Constituents.—The chief constituent of lupulin is about 3 per cent. of volatile oil, which consists chiefly of the sesquiterpene humulene, together with various oxygenated bodies, to which the oil owes its peculiar odour. Other constituents are α- and β-lupamaric acids, choline, resin, and wax (see Lupulus).
Action and Uses.—Lupulin is an aromatic bitter, and is reputed to be mildly sedative. It is occasionally administered as a hypnotic, either in pills, with alcohol as an excipient, or enclosed in a cachet. Preparations of lupulin are not much used in this country.
Dose.—1 to 3 decigrams (2 to 5 grains), or more.

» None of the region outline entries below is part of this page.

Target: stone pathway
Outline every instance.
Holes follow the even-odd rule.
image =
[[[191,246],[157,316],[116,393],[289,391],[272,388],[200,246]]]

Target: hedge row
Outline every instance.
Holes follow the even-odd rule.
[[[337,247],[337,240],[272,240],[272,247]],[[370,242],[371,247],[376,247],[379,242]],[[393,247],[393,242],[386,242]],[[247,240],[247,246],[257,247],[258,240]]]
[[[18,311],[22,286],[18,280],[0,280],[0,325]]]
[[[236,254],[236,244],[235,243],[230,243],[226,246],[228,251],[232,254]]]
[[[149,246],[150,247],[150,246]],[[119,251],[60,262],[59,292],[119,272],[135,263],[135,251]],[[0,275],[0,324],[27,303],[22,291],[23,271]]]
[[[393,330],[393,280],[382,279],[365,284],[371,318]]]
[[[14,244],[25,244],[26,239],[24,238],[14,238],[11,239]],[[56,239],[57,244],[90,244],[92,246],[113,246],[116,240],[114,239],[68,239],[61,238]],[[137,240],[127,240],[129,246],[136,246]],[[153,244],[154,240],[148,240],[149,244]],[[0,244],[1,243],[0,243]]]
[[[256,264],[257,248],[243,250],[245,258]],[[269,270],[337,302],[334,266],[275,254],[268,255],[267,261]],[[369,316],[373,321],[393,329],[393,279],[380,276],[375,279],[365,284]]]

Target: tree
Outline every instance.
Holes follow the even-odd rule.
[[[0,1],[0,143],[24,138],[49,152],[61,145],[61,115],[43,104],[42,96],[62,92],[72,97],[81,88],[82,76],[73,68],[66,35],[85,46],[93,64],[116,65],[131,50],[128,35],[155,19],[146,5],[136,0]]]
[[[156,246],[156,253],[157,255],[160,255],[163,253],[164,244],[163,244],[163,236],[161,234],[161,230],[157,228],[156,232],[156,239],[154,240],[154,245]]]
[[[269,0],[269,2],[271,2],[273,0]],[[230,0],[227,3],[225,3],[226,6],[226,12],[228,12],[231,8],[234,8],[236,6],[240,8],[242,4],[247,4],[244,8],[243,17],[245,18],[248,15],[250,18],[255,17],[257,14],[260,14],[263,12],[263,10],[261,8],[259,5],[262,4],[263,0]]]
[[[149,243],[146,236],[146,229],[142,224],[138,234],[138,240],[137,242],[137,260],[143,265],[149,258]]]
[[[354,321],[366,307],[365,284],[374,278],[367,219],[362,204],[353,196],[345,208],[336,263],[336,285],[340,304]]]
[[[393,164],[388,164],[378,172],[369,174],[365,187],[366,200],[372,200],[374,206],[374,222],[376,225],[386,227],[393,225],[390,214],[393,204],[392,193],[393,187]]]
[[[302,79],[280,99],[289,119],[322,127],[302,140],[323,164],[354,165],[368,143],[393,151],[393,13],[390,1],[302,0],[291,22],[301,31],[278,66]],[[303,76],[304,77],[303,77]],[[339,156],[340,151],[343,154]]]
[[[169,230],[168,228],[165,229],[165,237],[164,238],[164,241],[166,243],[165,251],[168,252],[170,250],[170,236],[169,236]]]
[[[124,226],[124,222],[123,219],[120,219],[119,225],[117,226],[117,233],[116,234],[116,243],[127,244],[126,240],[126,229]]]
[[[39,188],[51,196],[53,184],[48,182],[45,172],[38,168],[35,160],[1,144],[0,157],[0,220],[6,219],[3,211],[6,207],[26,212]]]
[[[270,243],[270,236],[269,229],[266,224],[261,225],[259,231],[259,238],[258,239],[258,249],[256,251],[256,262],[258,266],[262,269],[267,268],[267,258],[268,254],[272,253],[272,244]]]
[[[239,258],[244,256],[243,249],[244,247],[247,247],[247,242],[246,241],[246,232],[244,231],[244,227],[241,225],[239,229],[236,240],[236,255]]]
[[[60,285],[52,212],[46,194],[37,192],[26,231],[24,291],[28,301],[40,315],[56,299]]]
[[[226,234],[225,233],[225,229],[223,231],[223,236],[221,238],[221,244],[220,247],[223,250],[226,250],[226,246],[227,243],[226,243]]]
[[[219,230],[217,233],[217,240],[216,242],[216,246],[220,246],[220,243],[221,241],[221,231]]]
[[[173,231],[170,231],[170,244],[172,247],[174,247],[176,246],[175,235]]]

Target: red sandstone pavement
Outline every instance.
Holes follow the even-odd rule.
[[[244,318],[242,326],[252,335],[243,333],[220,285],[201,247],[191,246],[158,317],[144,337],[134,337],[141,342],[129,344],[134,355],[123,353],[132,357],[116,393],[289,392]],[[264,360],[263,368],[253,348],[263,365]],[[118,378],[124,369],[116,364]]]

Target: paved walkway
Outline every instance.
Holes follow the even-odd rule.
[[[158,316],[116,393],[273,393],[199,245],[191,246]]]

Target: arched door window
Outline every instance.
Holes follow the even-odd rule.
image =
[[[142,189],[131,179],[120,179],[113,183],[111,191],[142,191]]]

- Fluidextractum Lupulini, U.S.P.—FLUIDEXTRACT OF LUPULIN.
- Lupulin, 100; alcohol (95 per cent.), sufficient to produce 100. Average dose.—5 decimils (0.5 milliliters) (8 minims).
- Oleoresina Lupulini, U.S.P. and B.P.C.—OLEORESIN OF LUPULIN.
- A thick liquid which will barely pour. It should be preserved in a well-stoppered bottle. It has the properties of lupulin. Dose.—1 to 3 decigrams (2 to 5 grains).
The British Pharmaceutical Codex, 1911, was published by direction of the Council of the Pharmaceutical Society of Great Britain.